The U-2 spy plane, aka the “Dragon Lady,” has been spying on America’s enemies for nearly 60 years. The single-jet reconnaissance plane is completely badass, flying at 70,000 feet and playing a role in some of the most famous—and infamous—incidents of the Cold War.

It’s one of the great successes of Lockheed Martin’s Skunk Works operation, along with the SR-71 Blackbird and the F-118 Nighthawk. But six decades is a long time in service, even for a plane this sweet.

That’s why Lockheed wants to add another plane to that illustrious roster, a replacement for the spy plane, to be called the TR-X.

It’s strange that we’re hearing about the project, given Lockheed’s longstanding reluctance to talk about products it’s developing, and even some already in operation.

Except that the TR-X doesn’t quite exist yet. It’s not much more than bullet points on a whiteboard. Lockheed’s actually talking about its vision for the future of ISR, military jargon for intelligence, surveillance, and reconnaissance. In other words, it’s a spy plane designed to look at stuff that our enemies (and allies!) would rather we not see.

That vision is centered around the TR-X, and there’s a good chance the company is opening up so it can put pressure on the purse-holders in Congress to fund the thing. Lockheed thinks the current U-2 and Global Hawk spy planes (the prior is manned, the latter unmanned) will begin to be outmatched by our enemies in about 15 years or so, so now is the time to begin building the next generation of spy aircraft.

“Skunk Works has a series of roadmaps,” says Scott Winstead, U-2 strategic business manager for Lockheed Martin and a retired U-2 pilot. “As technology changes, we evolve those roadmaps.”

For the TR-X, Lockheed plans to repackage a bunch of existing technology, including the GE F118 engine used in the current U-2, and a modular payload setup that allows the Air Force to adapt the plane based on the current mission profile. Lockheed compares it to an iPhone, with different apps based on what you need it for. Historically, military planes have been single-purpose, designed to do one thing really well.

That’s not cost effective anymore, so the TR-X is designed from the ground up for multiple missions, whether it’s looking for moving columns of tanks or taking infrared pictures of underground weapons facilities.

Lockheed imagines the TR-X is as a next-gen combination of today’s spy planes. It would be able to fly as high as the manned U-2, but with the time-on-station abilities of the unmanned Global Hawk. It would have more powerful engines than the Global Hawk too, for heavier and more power-hungry payloads like cameras and sensors.

“A future concept, a completely clean sheet of paper [versus improving existing products] is probably the most cost effective way to prosecute the ISR mission in the future,” says Winstead. “We are looking at no earlier than 10 years” for the TR-X to deploy. So, if we want to keep the US at the forefront of ISR, Lockheed says, we need to get moving now.

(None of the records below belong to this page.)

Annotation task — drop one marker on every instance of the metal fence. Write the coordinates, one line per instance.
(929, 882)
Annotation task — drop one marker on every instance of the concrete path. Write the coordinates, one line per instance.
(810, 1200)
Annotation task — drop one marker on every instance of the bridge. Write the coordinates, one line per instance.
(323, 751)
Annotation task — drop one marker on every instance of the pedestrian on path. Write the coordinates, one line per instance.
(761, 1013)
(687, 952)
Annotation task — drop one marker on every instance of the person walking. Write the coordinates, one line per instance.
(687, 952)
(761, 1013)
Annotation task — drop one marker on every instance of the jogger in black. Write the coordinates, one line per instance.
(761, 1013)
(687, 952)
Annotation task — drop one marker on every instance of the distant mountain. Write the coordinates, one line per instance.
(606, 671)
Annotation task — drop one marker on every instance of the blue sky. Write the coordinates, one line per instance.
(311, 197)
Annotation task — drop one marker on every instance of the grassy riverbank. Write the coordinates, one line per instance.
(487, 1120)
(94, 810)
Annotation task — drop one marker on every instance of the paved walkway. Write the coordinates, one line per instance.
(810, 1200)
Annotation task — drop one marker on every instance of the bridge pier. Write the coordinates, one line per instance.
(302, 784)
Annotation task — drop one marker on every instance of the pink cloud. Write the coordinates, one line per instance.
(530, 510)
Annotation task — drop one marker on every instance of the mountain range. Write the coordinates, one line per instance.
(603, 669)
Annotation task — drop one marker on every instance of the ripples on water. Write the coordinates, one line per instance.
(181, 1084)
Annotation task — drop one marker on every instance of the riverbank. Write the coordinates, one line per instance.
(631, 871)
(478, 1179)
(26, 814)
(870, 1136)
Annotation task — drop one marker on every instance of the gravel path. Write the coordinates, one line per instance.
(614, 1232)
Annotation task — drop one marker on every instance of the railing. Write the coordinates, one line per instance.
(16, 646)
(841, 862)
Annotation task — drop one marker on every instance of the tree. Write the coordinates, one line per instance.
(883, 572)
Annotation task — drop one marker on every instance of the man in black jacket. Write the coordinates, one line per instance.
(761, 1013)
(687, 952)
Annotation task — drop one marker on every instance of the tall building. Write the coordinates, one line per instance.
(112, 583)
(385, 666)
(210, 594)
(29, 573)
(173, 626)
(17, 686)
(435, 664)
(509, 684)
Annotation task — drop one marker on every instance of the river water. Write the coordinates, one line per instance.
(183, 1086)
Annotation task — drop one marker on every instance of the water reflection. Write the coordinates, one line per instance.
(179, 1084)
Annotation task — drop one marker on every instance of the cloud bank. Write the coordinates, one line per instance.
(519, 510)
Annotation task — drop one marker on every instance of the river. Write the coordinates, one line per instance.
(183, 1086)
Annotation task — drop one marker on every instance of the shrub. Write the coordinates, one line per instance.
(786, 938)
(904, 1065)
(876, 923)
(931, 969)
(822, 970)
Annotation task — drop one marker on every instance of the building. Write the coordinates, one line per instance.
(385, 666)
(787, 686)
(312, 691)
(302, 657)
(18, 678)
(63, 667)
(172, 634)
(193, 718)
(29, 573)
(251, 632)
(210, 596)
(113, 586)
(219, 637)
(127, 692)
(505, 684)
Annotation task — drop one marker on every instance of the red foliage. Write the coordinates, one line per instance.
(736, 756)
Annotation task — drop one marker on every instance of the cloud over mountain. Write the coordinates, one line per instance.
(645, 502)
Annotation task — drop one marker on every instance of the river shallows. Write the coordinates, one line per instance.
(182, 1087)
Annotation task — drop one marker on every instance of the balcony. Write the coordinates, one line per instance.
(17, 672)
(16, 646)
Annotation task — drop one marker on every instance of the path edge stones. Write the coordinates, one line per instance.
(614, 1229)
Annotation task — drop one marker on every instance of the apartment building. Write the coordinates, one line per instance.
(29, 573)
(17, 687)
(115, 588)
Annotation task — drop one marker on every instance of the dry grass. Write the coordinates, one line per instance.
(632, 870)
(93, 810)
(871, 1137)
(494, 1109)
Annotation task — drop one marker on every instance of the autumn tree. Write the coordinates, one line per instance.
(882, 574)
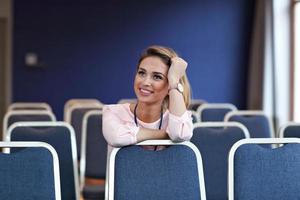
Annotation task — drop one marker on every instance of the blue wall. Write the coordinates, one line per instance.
(90, 48)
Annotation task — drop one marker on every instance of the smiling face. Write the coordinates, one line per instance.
(151, 83)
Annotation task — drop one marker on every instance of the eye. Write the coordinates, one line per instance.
(157, 77)
(141, 73)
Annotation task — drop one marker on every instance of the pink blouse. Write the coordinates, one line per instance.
(119, 128)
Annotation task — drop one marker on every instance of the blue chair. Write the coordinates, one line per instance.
(93, 155)
(29, 106)
(25, 115)
(214, 112)
(291, 129)
(30, 173)
(256, 172)
(74, 116)
(214, 140)
(172, 173)
(258, 124)
(61, 136)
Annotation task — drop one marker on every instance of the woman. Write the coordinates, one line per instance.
(163, 94)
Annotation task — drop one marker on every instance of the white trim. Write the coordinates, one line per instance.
(72, 102)
(250, 141)
(73, 144)
(223, 124)
(122, 101)
(54, 157)
(70, 109)
(250, 113)
(82, 162)
(214, 106)
(26, 105)
(25, 112)
(283, 127)
(158, 142)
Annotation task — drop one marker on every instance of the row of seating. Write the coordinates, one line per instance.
(210, 145)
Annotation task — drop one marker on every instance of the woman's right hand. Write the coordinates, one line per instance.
(177, 70)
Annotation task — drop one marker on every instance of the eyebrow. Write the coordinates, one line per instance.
(156, 73)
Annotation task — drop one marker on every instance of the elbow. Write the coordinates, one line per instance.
(116, 142)
(181, 137)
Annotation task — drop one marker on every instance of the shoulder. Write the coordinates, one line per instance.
(121, 111)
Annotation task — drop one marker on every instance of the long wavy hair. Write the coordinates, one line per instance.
(166, 54)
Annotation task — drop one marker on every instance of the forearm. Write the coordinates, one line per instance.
(176, 103)
(151, 134)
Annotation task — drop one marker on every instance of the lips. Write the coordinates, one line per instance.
(145, 92)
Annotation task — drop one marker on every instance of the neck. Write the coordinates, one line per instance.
(149, 112)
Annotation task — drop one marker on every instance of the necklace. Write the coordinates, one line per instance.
(135, 117)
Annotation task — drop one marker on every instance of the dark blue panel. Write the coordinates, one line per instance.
(90, 48)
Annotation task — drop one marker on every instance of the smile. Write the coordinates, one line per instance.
(145, 92)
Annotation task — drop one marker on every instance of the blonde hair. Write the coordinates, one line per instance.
(166, 54)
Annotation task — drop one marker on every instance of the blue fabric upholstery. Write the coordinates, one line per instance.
(214, 145)
(292, 131)
(27, 118)
(96, 148)
(27, 174)
(96, 153)
(264, 174)
(156, 175)
(59, 138)
(76, 121)
(214, 114)
(194, 106)
(258, 126)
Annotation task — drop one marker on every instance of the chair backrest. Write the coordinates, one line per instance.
(172, 173)
(255, 172)
(122, 101)
(74, 117)
(195, 103)
(212, 112)
(258, 123)
(61, 136)
(29, 106)
(93, 147)
(31, 173)
(72, 102)
(214, 140)
(26, 115)
(291, 129)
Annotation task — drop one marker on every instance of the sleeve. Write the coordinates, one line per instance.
(117, 131)
(180, 128)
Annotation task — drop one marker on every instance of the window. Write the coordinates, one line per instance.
(296, 72)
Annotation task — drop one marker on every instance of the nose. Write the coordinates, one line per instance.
(147, 81)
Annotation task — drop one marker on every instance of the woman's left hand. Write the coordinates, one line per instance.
(177, 70)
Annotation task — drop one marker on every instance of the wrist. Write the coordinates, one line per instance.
(173, 83)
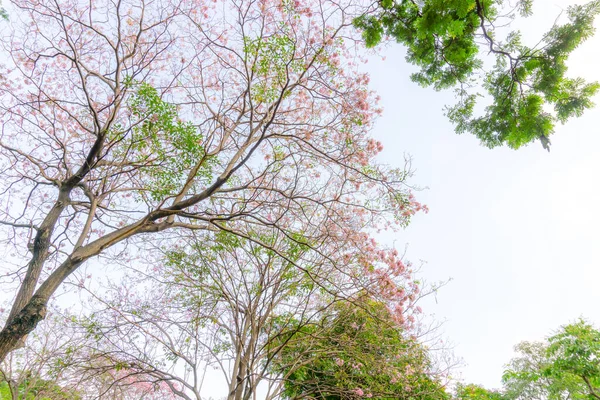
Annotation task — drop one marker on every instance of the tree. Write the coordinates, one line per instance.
(227, 303)
(563, 367)
(445, 39)
(354, 352)
(475, 392)
(122, 121)
(59, 362)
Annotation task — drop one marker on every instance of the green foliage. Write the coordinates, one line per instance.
(355, 351)
(272, 58)
(567, 366)
(528, 86)
(161, 139)
(475, 392)
(36, 388)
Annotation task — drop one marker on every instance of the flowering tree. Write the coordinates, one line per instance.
(229, 303)
(124, 120)
(358, 352)
(59, 362)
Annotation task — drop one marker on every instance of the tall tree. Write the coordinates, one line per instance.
(446, 39)
(358, 351)
(566, 366)
(232, 305)
(132, 118)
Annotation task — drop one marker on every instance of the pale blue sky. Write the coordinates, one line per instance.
(517, 231)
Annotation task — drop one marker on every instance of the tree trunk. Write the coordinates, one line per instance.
(21, 325)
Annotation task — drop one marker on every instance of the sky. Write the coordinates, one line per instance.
(515, 231)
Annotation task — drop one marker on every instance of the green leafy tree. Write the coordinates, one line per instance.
(575, 355)
(476, 392)
(566, 366)
(528, 86)
(357, 351)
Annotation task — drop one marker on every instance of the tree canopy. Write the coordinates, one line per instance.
(528, 87)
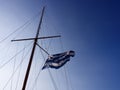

The TR-X could be designed to fly to around 70,000 feet—higher than the Global Hawk and similar to the U-2’s ceiling. That height makes it easier to hide from those on the ground and allows cameras to see much farther away.

This is especially important in peacetime, when you might not want to actually fly into enemy airspace. Instead, you can fly along a border at 70,000 feet and see much further inland than you would be able to at 50,000 feet. In wartime, the higher altitude allows a plane to provide imagery support to troops on the ground from a much further distance away. And you don’t need as many planes to cover a particular geographic area.

The plane can also be used as a communications platform, bouncing data from one location to another in a war zone, as an alternative to satellites or ground-based communication tech. That takes stress off DoD satellites, and allows for the quick addition of more bandwidth if needed—just launch more planes. Also, there’s a lot of concern about satellites being jammed or even destroyed in a shooting war (they are sort of vulnerable up there). A mobile comms platform like the TR-X would be much more difficult to neutralize.

One problem with the U-2, which can fly higher than the Global Hawk, is that it must be manned (though Lockheed is working on a retrofit kit that could make that plane unmanned as well). This means the human inside needs stuff like food and bathroom breaks. The Global Hawk doesn’t need any of that, but there are times when you want a pilot around to help provide better perspective or to respond more effectively to an emergency (like getting shot at, or losing power).

That’s why the TR-X will be optionally manned: You can put a pilot in there if you wish, or you can fly it remotely. That’s especially useful because the plane will be able to fly and be on station for as long as 24-hours.

Lockheed’s main emphasis with the TR-X is flexibility. To accomplish multiple missions, over long duration flights, with either a pilot or not. It would have stealth capabilities, an on-board defensive system in case someone decides they don’t want to be spied upon, and electric warfare capabilities so it won’t be jammed.

“Back in the day, it was a miracle just to get to 70,000 feet,” says Winstead. “Now it’s all about breaking up the cost curve.” And actually building the thing.